5: All the returning shows whose arrival is long-awaited and much-anticipated, as newness has its charms, but the sound of an old friend’s tread on the porch makes the heart sing.
So, for my part, I bid a warm “Welcome Back!” to NBC’s “Chuck,” Fox’s “24,” FX’s “Damages,” HBO’s “Big Love,” NBC’s “The Celebrity Apprentice,” FX’s “Nip/Tuck” (yeah, it’s not what it used to be, but who among us is?) and ABC’s “Lost.” Of them only the last two have no chance of coming back next year, so if you love any of the others, lavish that love on their sponsors, and make sure to tell them why you’re doing it. As the cops always say, follow the money.
This is just my list. There are lots more shows coming back, and while I may not be a fan of them all, anything getting a new season in this economic climate is cause for celebration.
4: The new midseason shows, for among these late-blooming flowers may be found enduring hits. From “Malcolm in the Middle” to “Grey’s Anatomy,” shows that slip in
after the first of the year sometimes stick around far longer than
their more-heralded fall siblings.
So, among others, let’s keep an eye on FX’s “Archer,” Fox’s “Human Target,” The CW’s “Life Unexpected,” Syfy’s “Caprica,” Starz’ “Spartacus: Blood and Sand” (which has already been renewed for a second season), CBS’ “Undercover Boss,” Fox’s “Past Life,” NBC’s “Parenthood” and Fox’s “Sons of Tuscon.”
3: Those that create good TV.
The fact that both solid entertainment and real art arise from the muck and mire of the modern entertainment industry is a small miracle. I hereby congratulate all those TV alchemists who manage to turn commerce into gold.
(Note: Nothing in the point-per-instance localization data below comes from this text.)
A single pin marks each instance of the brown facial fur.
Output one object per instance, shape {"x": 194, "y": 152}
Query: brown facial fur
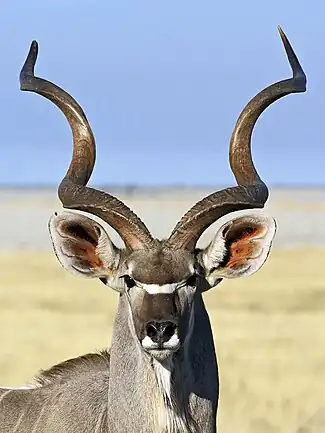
{"x": 160, "y": 266}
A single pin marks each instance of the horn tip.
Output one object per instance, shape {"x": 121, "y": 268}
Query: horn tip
{"x": 27, "y": 70}
{"x": 298, "y": 72}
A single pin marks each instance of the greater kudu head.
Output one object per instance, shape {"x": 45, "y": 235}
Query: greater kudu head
{"x": 161, "y": 279}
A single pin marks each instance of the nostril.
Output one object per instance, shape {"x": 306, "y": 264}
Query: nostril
{"x": 151, "y": 330}
{"x": 168, "y": 330}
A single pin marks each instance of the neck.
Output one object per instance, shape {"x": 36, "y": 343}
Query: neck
{"x": 160, "y": 396}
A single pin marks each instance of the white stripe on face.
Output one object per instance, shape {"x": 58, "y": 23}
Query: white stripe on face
{"x": 155, "y": 289}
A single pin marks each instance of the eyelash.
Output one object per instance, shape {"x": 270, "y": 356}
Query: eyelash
{"x": 129, "y": 281}
{"x": 192, "y": 280}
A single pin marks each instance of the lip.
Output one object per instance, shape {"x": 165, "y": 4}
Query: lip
{"x": 163, "y": 353}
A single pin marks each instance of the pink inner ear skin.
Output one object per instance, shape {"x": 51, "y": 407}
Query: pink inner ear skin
{"x": 86, "y": 252}
{"x": 242, "y": 248}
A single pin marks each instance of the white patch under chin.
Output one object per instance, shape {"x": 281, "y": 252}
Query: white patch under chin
{"x": 155, "y": 289}
{"x": 163, "y": 374}
{"x": 169, "y": 420}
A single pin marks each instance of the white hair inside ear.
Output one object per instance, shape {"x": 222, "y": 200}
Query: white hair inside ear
{"x": 240, "y": 247}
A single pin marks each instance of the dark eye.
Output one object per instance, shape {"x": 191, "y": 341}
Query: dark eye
{"x": 129, "y": 281}
{"x": 192, "y": 280}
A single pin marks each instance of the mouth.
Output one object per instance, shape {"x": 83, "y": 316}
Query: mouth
{"x": 161, "y": 350}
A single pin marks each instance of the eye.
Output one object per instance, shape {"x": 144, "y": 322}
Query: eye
{"x": 128, "y": 281}
{"x": 192, "y": 280}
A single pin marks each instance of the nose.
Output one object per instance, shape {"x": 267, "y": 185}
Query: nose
{"x": 160, "y": 332}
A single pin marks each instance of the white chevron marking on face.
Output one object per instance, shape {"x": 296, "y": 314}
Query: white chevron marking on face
{"x": 155, "y": 289}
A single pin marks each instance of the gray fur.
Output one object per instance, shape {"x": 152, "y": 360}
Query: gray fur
{"x": 132, "y": 388}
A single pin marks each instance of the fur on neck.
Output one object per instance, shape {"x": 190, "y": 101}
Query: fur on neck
{"x": 172, "y": 416}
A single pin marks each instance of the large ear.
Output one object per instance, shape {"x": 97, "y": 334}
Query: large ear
{"x": 240, "y": 247}
{"x": 82, "y": 246}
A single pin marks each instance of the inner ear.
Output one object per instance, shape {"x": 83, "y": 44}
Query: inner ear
{"x": 241, "y": 242}
{"x": 85, "y": 232}
{"x": 240, "y": 247}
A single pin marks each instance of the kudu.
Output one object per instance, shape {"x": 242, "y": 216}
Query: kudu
{"x": 161, "y": 373}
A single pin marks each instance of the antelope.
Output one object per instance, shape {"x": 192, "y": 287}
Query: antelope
{"x": 160, "y": 374}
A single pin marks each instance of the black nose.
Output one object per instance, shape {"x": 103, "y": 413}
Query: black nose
{"x": 160, "y": 332}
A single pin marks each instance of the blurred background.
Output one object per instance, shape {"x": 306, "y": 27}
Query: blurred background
{"x": 162, "y": 84}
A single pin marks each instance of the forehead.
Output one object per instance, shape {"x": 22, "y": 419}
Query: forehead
{"x": 160, "y": 266}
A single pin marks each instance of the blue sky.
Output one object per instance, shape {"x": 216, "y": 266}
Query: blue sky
{"x": 162, "y": 83}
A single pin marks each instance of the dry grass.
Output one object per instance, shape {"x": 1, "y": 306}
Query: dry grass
{"x": 269, "y": 332}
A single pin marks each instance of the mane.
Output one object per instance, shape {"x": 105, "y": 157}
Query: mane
{"x": 64, "y": 371}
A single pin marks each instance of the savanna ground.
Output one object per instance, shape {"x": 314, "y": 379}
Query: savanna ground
{"x": 269, "y": 329}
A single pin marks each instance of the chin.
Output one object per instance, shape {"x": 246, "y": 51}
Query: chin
{"x": 162, "y": 354}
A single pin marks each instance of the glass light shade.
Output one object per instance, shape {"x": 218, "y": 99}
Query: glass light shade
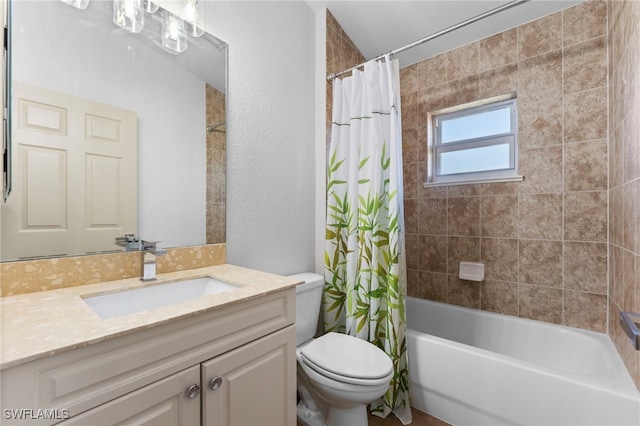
{"x": 150, "y": 6}
{"x": 191, "y": 14}
{"x": 129, "y": 14}
{"x": 80, "y": 4}
{"x": 173, "y": 36}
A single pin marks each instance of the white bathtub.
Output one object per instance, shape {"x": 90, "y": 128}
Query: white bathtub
{"x": 470, "y": 367}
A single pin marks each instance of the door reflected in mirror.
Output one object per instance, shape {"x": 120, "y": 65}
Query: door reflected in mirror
{"x": 71, "y": 174}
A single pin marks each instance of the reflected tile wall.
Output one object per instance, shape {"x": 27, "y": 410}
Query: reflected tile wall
{"x": 544, "y": 240}
{"x": 216, "y": 167}
{"x": 624, "y": 166}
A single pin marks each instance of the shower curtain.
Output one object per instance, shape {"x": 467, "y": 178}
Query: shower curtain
{"x": 365, "y": 275}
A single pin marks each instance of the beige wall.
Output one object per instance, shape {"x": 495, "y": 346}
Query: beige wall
{"x": 624, "y": 169}
{"x": 543, "y": 240}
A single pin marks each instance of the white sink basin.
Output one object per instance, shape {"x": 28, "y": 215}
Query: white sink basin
{"x": 141, "y": 299}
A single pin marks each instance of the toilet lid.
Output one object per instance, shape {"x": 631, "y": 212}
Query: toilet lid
{"x": 347, "y": 357}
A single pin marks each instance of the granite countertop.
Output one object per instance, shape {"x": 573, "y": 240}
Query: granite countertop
{"x": 41, "y": 324}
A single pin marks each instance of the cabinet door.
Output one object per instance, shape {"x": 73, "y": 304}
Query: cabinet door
{"x": 164, "y": 402}
{"x": 255, "y": 385}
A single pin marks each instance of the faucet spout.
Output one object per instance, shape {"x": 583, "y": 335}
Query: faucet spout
{"x": 150, "y": 251}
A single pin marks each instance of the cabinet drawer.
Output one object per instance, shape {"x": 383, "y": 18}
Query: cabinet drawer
{"x": 84, "y": 378}
{"x": 164, "y": 402}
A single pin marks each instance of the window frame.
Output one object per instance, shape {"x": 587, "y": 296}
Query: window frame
{"x": 437, "y": 148}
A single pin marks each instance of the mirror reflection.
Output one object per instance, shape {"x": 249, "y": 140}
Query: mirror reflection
{"x": 112, "y": 133}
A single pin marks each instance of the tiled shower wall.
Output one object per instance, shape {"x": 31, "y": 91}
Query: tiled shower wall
{"x": 624, "y": 175}
{"x": 544, "y": 240}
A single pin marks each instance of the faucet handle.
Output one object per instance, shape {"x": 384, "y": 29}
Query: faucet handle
{"x": 149, "y": 245}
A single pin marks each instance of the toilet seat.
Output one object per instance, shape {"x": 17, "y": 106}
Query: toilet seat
{"x": 347, "y": 359}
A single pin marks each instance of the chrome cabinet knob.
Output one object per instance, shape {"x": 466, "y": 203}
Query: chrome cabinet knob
{"x": 215, "y": 383}
{"x": 193, "y": 391}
Such literary warriors for the working day as Shakespeare, Dickens and Poe would be proud.
2: Those who watch good TV.
No matter the quality, an unwatched TV show will wither and die. To the ordinary fans who just tune in week after week to the superfans who maintain Websites, attend conventions, write letters and even send peanuts and Tabasco sauce, I say a big “Thank you!” Upon your patronage, the entire TV industry — and, by extension, the livelihoods of folks like me — depends.
Today and always, I honor those whose sacrifice makes possible the freedom and safety to both create good TV and watch good TV. I salute you, who are truly the best of us.